Not all of World War II’s heroines were American. Dozens of women worked as spies, saboteurs, and assassins in British Prime Minister Winston Churchill’s secret organization, the Special Operations Executive. Members of SOE went behind enemy lines to aid resistance fighters and cause chaos for the Axis powers. Many of them were killed in action or captured and later murdered in places like Dachau and Bergen-Belsen.
This is one of SOE’s most famous female members, Nancy Wake, aka “The White Mouse.” Her work with the French Resistance was so effective that in 1943 she became the Gestapo’s most-wanted person, with a five-million franc bounty on her head. She fled to England, joined the SOE, then parachuted back into France. From then until her country’s liberation, she and the more than 7,000 resistance fighters she led thwarted the Germans at every turn. She is World War II’s most decorated servicewoman.
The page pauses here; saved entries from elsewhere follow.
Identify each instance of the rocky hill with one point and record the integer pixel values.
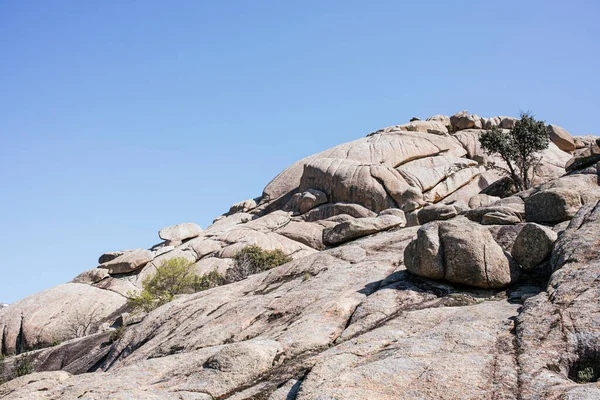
(417, 273)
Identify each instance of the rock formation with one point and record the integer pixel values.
(416, 272)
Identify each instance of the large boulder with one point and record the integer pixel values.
(180, 232)
(482, 200)
(458, 251)
(508, 122)
(375, 187)
(435, 127)
(533, 245)
(360, 227)
(584, 158)
(443, 119)
(494, 215)
(388, 147)
(60, 313)
(111, 255)
(311, 199)
(464, 120)
(128, 262)
(561, 138)
(552, 206)
(91, 276)
(439, 212)
(242, 206)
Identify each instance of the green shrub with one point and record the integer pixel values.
(254, 259)
(118, 333)
(23, 366)
(172, 277)
(585, 375)
(519, 148)
(209, 281)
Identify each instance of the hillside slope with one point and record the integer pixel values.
(416, 274)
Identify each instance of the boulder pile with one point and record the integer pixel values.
(416, 270)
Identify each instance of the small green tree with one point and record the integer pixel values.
(172, 277)
(254, 259)
(519, 148)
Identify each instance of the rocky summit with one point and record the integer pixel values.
(415, 273)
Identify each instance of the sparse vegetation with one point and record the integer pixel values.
(172, 277)
(254, 259)
(519, 148)
(81, 324)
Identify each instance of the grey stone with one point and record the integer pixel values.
(552, 206)
(180, 232)
(128, 262)
(533, 245)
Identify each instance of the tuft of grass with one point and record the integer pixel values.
(172, 277)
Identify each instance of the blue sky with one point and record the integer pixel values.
(118, 118)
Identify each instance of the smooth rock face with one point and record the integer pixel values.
(91, 276)
(561, 138)
(348, 322)
(533, 245)
(180, 232)
(584, 158)
(555, 351)
(508, 122)
(464, 120)
(460, 252)
(242, 206)
(311, 199)
(128, 262)
(437, 212)
(482, 200)
(106, 257)
(443, 119)
(552, 206)
(495, 215)
(60, 313)
(360, 227)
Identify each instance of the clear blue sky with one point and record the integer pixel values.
(118, 118)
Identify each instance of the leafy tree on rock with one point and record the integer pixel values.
(520, 148)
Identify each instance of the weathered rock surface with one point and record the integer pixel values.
(92, 276)
(458, 251)
(356, 228)
(127, 262)
(557, 330)
(533, 245)
(584, 158)
(464, 120)
(348, 322)
(180, 232)
(494, 215)
(552, 206)
(62, 312)
(437, 212)
(311, 199)
(242, 206)
(482, 200)
(106, 257)
(561, 138)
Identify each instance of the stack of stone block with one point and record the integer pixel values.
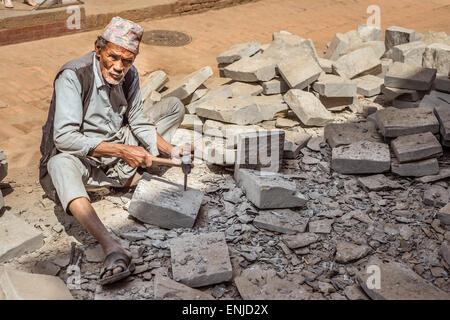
(3, 173)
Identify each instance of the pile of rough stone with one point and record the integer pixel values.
(3, 173)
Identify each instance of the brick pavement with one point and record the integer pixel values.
(27, 69)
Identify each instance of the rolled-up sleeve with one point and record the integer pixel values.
(139, 125)
(69, 117)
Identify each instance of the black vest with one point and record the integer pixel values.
(83, 68)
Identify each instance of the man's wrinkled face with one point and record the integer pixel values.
(115, 62)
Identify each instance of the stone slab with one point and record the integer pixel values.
(251, 69)
(269, 190)
(361, 157)
(410, 53)
(261, 150)
(339, 134)
(378, 182)
(222, 92)
(200, 260)
(357, 63)
(17, 237)
(18, 285)
(300, 240)
(415, 147)
(404, 76)
(399, 282)
(283, 221)
(256, 283)
(347, 252)
(416, 168)
(299, 71)
(167, 289)
(399, 122)
(185, 87)
(331, 86)
(275, 86)
(308, 108)
(395, 36)
(162, 203)
(242, 89)
(369, 85)
(238, 51)
(241, 111)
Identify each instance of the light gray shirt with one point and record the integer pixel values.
(103, 121)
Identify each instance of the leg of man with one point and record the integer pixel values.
(69, 175)
(167, 115)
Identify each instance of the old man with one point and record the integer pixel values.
(97, 135)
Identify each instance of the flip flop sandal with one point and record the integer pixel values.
(116, 260)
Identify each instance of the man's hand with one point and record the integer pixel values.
(179, 151)
(136, 156)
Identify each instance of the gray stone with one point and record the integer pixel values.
(222, 92)
(395, 36)
(355, 292)
(357, 63)
(261, 150)
(167, 289)
(200, 260)
(437, 56)
(442, 83)
(330, 85)
(252, 69)
(399, 282)
(17, 237)
(410, 53)
(444, 215)
(339, 134)
(300, 71)
(399, 122)
(443, 174)
(238, 51)
(436, 196)
(241, 89)
(416, 168)
(326, 65)
(401, 94)
(275, 86)
(282, 221)
(269, 190)
(154, 82)
(404, 76)
(347, 252)
(443, 115)
(3, 165)
(271, 106)
(255, 283)
(185, 87)
(369, 85)
(370, 33)
(378, 182)
(18, 285)
(308, 108)
(320, 226)
(191, 122)
(416, 147)
(361, 157)
(240, 111)
(338, 46)
(165, 204)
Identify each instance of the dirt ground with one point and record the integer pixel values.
(27, 71)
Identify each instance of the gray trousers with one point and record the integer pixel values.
(70, 174)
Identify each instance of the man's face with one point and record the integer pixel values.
(115, 62)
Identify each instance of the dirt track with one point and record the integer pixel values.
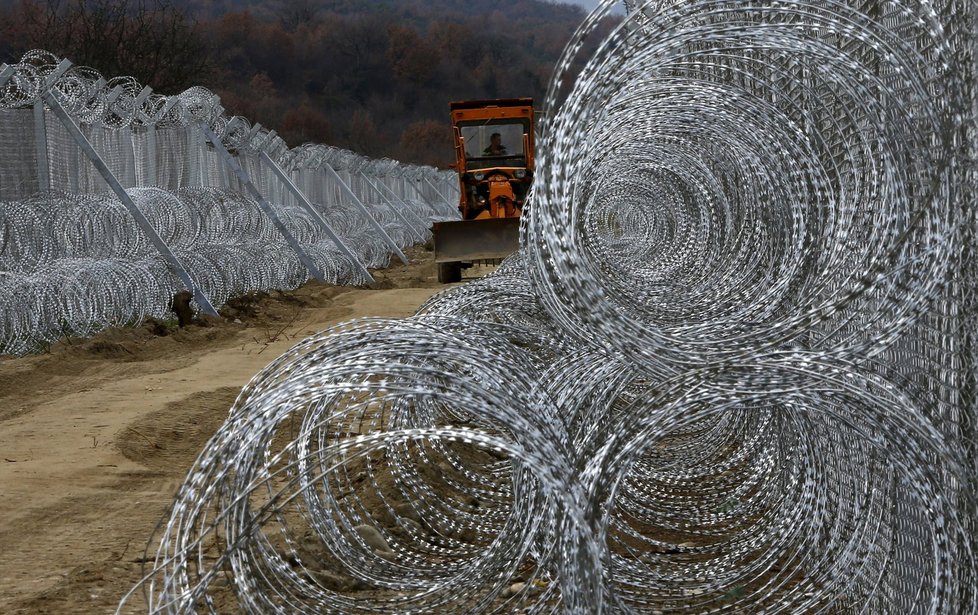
(96, 436)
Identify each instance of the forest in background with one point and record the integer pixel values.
(373, 76)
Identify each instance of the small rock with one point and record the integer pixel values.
(408, 511)
(412, 526)
(373, 537)
(334, 581)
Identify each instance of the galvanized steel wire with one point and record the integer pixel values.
(731, 370)
(72, 259)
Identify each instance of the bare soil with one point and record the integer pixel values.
(96, 435)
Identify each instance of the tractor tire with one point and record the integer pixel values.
(449, 273)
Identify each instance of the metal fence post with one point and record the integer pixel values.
(265, 206)
(306, 205)
(377, 227)
(83, 143)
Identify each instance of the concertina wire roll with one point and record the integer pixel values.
(72, 259)
(731, 369)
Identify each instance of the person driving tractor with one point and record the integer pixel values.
(496, 147)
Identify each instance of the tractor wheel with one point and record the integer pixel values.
(449, 272)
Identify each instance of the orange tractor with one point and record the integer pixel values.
(494, 148)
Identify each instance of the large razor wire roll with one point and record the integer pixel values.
(726, 373)
(463, 482)
(775, 192)
(725, 177)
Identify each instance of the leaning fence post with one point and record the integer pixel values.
(391, 206)
(356, 201)
(40, 129)
(263, 204)
(437, 191)
(83, 143)
(305, 204)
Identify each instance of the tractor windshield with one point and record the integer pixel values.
(494, 143)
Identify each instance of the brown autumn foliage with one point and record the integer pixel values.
(375, 77)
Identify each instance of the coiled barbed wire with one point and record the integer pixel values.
(75, 264)
(227, 243)
(730, 371)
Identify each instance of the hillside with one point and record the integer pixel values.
(375, 77)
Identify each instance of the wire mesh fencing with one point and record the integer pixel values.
(731, 370)
(223, 210)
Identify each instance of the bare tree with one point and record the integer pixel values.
(154, 41)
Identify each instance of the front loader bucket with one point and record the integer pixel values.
(474, 240)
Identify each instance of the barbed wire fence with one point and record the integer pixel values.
(113, 198)
(732, 368)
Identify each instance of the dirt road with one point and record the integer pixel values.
(96, 436)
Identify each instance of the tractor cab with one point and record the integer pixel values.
(494, 153)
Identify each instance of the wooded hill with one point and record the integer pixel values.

The Soviets were no slouches either. When their country was invaded, over 2,000 women became sharpshooters. They all did incredible things, please read about them, but the most notorious was Lyudmila Pavlichenko, otherwise known as “Lady Death.” In less than a year of combat, she made 309 confirmed kills, 36 of which were enemy snipers. She is one of the deadliest snipers in history. “We mowed down Hitlerites like ripe grain,” she said in 1942.
Last, and quite possibly my favorite, are these women. This is just two of the 261 members of the Soviets’ all-female Night Bomber Regiment. Throughout the war they clocked over 28,000 flight hours, dropping both supplies and bombs. They flew slow wood-and-canvas biplanes and used the insane tactic of idling their engines mid-air as they approached their target and gliding to the bomb release point. They’d drop the bomb, kick their engine back on, and head into the night with only the wind noise left to reveal their location. German soldiers said they sounded like broomsticks, so they called them Nachthexen, or Night Witches. 32 of the 261 died before the end of the war.
Not only were these and countless other women involved in World War II, they actively helped turn the tide against the Axis powers. General Dwight D. Eisenhower, Supreme Commander of the Allied Forces in Europe, said that womens’ contributions were absolutely necessary to winning the war.
Almost 350,000 American women served their country in uniform; throughout the world, hundreds of thousands more fought and died in the same fields as their male counterparts. Please learn about them and share their stories. We would not be where we are today without them.